Chapter 3

Grace

Grace had almost convinced herself she’d slept more than four hours and hadn’t spent half the night replaying Luke’s exit in her head.

Almost.

But the moment she stepped into her classroom, any lingering heaviness melted beneath the familiar chaos.

“MISS HART!!”

A chorus erupted, a room full of tiny humans yelling her name like she was a rockstar entering the stage. Someone tugged her skirt. Someone else waved a paper in her face. Another’s hand was suspiciously sticky, and she didn’t want to know why.

Grace smiled and set down her tote.

“Okay, okay,” she laughed, clapping her hands once. “Deep breaths, my loves. We cannot all talk at the same time unless we want Miss Hart’s brain to melt out her ears.”

Giggles erupted.

She moved through the classroom the way she always did—smooth, effortless, instinctively tuned to every child in her orbit.

“Miss Hart, my shoelace came undone!”

“Again? You’re officially knot-defying.” She knelt, tying the lace with practiced fingers.

“Miss Hart, Liam said the G looks like a weird potato!”

Grace turned toward the squabbling boys, fighting a grin. “Well… sometimes Gs do look like potatoes. But let’s make yours look like a fancy potato.”

She slid in between them, guiding little fingers over a sheet of dotted letters. “Curve… curve… and close the circle. You got it.”

“Miss Hart?” Another tug on her sleeve. “Jason took my green crayon.”

Jason held it up like evidence. “It’s mine!”

“No it’s mine!”

Grace crouched eye-level. “You know the rule—all the colors are community crayons. Community means we take turns.”

They both blinked at her, the word community sinking in.

“Okay,” they mumbled in unison and shuffled back to their desks.

Grace straightened, surveying the room.

Construction paper leaves on the wall heralded the town’s upcoming fall festival. Some leaves were green, some were rainbow-colored, one was inexplicably covered in glitter.
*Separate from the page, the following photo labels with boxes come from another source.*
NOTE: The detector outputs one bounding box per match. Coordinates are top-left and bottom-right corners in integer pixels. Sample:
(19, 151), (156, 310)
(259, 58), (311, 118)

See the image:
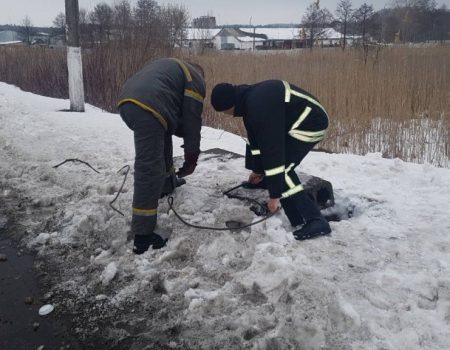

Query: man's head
(211, 83), (236, 115)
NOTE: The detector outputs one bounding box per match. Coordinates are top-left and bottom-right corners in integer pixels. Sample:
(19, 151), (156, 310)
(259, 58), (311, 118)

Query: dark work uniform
(118, 58), (205, 235)
(234, 80), (328, 226)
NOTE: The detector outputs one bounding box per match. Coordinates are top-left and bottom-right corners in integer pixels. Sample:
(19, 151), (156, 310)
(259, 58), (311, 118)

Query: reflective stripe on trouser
(280, 138), (320, 226)
(280, 164), (321, 226)
(120, 104), (168, 235)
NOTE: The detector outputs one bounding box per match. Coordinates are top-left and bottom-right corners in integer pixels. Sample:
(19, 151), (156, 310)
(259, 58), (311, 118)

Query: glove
(177, 152), (200, 177)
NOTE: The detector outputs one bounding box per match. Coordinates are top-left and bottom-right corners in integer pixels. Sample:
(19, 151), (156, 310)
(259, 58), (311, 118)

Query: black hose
(167, 182), (277, 231)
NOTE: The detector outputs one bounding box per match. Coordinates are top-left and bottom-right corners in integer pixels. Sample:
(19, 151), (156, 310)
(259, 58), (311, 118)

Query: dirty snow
(0, 83), (450, 350)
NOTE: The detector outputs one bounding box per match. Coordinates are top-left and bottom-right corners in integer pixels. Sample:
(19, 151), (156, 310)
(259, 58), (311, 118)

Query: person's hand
(177, 152), (200, 177)
(267, 198), (281, 213)
(248, 172), (264, 185)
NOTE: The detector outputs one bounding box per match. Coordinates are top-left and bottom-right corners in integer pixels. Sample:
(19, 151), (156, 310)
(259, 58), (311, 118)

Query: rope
(53, 158), (100, 174)
(167, 182), (278, 231)
(53, 158), (277, 231)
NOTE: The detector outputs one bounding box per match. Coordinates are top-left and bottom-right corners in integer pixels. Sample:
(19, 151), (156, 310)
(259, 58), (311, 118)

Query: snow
(0, 83), (450, 350)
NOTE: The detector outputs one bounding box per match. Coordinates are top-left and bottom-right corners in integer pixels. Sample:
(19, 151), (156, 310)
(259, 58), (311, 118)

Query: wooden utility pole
(65, 0), (84, 112)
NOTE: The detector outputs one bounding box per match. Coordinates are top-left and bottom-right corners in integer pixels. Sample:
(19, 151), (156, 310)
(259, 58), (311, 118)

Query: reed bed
(0, 45), (450, 167)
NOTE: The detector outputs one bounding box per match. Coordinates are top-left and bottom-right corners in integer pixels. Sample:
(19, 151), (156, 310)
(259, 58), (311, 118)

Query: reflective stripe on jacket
(235, 80), (328, 198)
(118, 58), (205, 152)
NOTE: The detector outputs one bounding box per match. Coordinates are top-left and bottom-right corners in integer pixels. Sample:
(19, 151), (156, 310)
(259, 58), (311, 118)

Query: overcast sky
(0, 0), (450, 26)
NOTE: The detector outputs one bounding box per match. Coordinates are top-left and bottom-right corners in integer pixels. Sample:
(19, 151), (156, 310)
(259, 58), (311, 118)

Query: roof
(243, 28), (300, 40)
(193, 27), (342, 42)
(0, 30), (21, 43)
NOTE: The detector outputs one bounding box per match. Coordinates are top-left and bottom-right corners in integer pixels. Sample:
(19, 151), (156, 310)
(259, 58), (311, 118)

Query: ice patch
(100, 261), (117, 286)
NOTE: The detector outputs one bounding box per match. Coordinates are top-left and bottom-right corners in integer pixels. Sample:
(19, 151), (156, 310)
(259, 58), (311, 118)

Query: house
(0, 30), (22, 45)
(184, 28), (220, 49)
(251, 27), (305, 50)
(213, 27), (267, 50)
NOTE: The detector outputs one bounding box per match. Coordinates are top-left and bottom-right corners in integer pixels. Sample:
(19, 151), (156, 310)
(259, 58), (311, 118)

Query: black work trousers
(245, 135), (321, 226)
(119, 103), (174, 235)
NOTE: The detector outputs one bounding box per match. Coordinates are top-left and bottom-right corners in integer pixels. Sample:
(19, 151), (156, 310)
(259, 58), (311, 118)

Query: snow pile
(0, 84), (450, 349)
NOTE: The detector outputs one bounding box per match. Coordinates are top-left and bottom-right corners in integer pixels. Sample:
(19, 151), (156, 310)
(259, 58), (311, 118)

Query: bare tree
(302, 0), (333, 50)
(89, 2), (114, 43)
(114, 0), (133, 43)
(134, 0), (164, 52)
(51, 12), (66, 42)
(354, 3), (374, 44)
(336, 0), (353, 50)
(161, 5), (189, 48)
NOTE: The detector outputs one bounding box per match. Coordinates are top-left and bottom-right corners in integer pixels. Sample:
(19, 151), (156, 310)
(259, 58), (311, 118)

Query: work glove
(177, 152), (200, 177)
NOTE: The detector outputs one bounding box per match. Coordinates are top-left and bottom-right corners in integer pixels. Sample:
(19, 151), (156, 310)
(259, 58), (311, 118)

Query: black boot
(161, 173), (186, 198)
(280, 197), (305, 227)
(294, 217), (331, 241)
(290, 191), (331, 240)
(133, 233), (167, 255)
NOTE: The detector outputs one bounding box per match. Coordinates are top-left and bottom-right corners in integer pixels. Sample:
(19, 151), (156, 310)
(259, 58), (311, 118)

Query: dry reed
(0, 46), (450, 167)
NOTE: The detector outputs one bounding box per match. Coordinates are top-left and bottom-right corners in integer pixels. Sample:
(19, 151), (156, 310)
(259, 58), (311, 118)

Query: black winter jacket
(234, 80), (328, 198)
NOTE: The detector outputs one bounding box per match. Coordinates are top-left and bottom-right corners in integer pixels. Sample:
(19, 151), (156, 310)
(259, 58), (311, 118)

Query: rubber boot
(161, 172), (186, 198)
(280, 197), (305, 227)
(291, 191), (331, 240)
(133, 232), (167, 255)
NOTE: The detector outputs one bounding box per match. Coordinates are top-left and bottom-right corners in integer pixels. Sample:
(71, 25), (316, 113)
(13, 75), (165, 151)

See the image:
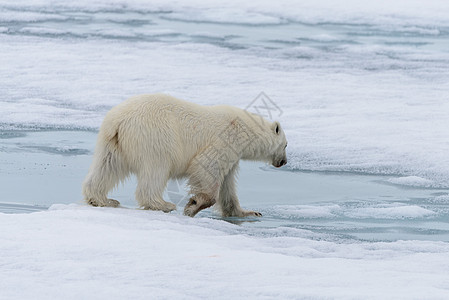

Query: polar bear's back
(99, 94), (233, 175)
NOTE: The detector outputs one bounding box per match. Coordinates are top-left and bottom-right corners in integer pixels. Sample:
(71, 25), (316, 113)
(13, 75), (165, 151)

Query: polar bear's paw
(141, 201), (176, 213)
(242, 210), (262, 217)
(87, 199), (120, 207)
(184, 193), (215, 217)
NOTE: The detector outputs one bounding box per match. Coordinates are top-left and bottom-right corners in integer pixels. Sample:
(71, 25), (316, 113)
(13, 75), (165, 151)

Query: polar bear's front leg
(218, 164), (262, 217)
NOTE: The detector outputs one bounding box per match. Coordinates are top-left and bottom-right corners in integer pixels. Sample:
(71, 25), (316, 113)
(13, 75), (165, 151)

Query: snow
(0, 205), (449, 299)
(388, 176), (433, 187)
(0, 0), (449, 299)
She loved every single one.

At the classroom door, Mrs. Ellery—the second-grade teacher—watched the scene with a slow shake of her head.

“You’re a saint,” she said.

Grace snorted softly, dusting off her palms. “I just bribed them with stickers and my soul.”
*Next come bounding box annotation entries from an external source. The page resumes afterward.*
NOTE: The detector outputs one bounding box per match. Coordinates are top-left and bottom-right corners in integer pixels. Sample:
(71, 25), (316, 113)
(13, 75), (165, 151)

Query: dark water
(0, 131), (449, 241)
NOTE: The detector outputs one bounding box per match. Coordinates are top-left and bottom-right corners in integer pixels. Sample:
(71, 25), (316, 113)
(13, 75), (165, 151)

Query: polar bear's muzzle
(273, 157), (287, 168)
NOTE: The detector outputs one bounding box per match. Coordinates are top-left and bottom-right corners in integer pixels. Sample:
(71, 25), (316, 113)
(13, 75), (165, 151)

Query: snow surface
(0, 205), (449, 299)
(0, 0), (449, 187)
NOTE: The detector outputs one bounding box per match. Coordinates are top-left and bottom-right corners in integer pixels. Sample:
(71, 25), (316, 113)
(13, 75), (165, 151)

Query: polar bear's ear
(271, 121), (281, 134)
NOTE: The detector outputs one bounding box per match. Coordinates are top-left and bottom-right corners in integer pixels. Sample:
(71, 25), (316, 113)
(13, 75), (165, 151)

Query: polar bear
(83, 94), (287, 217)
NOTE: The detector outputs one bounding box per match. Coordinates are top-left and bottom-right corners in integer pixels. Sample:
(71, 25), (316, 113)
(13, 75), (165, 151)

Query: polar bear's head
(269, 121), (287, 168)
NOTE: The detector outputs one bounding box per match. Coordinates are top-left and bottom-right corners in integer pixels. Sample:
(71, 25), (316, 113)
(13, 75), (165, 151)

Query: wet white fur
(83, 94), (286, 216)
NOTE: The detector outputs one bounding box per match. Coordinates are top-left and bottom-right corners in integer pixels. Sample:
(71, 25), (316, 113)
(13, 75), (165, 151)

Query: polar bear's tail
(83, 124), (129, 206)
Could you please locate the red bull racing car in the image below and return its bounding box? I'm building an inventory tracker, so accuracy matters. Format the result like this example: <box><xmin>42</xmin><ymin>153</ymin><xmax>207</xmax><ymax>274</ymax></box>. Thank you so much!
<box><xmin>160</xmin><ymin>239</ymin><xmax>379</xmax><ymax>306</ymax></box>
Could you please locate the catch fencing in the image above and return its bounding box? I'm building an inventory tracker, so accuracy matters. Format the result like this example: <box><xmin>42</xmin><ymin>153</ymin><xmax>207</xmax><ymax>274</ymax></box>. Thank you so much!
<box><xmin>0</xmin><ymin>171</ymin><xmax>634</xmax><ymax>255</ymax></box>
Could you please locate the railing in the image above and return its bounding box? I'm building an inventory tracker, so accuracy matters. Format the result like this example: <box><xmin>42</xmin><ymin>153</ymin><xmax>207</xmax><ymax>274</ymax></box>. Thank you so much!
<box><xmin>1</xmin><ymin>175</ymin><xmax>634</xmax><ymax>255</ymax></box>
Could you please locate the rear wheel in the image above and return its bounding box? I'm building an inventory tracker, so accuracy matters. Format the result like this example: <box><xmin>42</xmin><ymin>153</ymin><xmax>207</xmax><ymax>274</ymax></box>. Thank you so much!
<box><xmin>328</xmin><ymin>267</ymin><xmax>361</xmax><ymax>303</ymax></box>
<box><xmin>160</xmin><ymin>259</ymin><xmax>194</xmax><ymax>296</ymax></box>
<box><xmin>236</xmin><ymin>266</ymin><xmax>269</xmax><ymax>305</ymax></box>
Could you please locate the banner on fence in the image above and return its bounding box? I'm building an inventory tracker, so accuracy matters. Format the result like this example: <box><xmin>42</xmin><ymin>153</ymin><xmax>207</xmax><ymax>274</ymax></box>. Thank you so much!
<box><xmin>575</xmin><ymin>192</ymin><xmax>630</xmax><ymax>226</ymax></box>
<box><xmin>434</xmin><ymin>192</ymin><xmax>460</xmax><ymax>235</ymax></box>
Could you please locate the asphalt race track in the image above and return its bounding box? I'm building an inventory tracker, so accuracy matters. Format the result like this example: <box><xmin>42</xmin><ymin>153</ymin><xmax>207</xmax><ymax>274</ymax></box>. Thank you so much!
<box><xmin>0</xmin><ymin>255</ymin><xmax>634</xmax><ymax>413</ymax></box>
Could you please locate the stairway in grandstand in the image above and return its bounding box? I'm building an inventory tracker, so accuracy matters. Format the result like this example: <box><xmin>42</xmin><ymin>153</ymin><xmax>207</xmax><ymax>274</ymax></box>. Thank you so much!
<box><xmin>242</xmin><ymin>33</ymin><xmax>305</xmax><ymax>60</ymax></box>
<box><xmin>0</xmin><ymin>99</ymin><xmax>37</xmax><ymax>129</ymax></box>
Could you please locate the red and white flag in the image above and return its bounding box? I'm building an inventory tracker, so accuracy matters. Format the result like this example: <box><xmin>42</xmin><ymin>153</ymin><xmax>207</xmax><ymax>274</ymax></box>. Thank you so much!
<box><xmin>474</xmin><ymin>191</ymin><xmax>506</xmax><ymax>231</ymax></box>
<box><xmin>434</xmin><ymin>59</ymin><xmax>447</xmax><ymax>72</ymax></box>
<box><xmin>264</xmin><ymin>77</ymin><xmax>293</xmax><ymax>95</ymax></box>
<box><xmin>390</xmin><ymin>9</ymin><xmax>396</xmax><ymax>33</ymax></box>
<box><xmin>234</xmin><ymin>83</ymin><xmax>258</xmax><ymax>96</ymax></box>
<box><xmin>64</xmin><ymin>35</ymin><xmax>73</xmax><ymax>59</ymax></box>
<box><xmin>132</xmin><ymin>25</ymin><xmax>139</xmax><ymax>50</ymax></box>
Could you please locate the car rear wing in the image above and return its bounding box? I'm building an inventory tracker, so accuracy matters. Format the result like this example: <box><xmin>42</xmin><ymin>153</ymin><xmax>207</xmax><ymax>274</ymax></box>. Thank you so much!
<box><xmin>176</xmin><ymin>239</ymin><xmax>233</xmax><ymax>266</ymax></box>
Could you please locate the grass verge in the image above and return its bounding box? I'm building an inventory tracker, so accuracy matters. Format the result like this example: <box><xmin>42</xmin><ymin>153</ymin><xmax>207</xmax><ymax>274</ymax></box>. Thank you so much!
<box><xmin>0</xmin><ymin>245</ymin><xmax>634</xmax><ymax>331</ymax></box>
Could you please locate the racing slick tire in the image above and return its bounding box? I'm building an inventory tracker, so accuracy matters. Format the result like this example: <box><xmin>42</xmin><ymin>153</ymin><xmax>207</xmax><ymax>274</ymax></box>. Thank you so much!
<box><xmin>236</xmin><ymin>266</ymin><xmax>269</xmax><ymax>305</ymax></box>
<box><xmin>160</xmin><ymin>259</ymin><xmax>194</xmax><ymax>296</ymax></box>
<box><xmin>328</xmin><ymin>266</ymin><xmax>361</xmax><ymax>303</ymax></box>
Mrs. Ellery smiled. “All the parents love you, Grace. You know that, right?”

“Well,” she said, lifting her chin, “I accept all compliments and large donations of coffee.”

Mrs. Ellery laughed and disappeared down the hall, leaving Grace with her little whirlwind of chaos.

Grace breathed in the scent of crayons and glue. This room was hers. Her place. Her life. She’d built it from scratch—her family’s reputation didn’t touch her here, no shadows from her parents, no whispers about her brother.

Here, she was just Miss Hart.

Beloved. Trusted. Wanted.

Grace took the long way home.

Most days she cut straight down Miller Street, but sometimes she wanted to linger. Main Street meant faces she knew. Voices that called her name. The bittersweet kind of belonging she'd had to earn in this town.

The afternoon sun warmed the brick buildings, light glinting off the windows.

The hardware store door stood open, the bell chiming faintly as someone stepped inside.

Morton's Grocery had crates of apples out front, handwritten prices taped crookedly to the wood.

Posters for the fall festival were displayed in more than half the windows on the strip.

And then she saw him.

Shoulders broad beneath his dark blue uniform. Badge catching the light.

Luke.

He stood near the curb outside the municipal building with Mercer, both of them in uniform, talking with Mr. Wilson.

Grace’s heart did the stupid thing it always did when she saw him.

It jumped.

As if her body hadn’t learned yet that this Luke was off limits.

She should keep walking. She should pretend she didn’t see him.

Instead she found herself crossing the street. Like she couldn’t help it. Like she was pulled toward him by something soft and traitorous in her chest.

For a split second, his eyes met hers—dark, steady, too aware.

And for an even smaller slice of time, something flickered there. Recognition. Heat. A memory.

Then it vanished. His face smoothed into something polite. Professional.

Oh. This had been a mistake. She should have kept walking, chin up, eyes forward.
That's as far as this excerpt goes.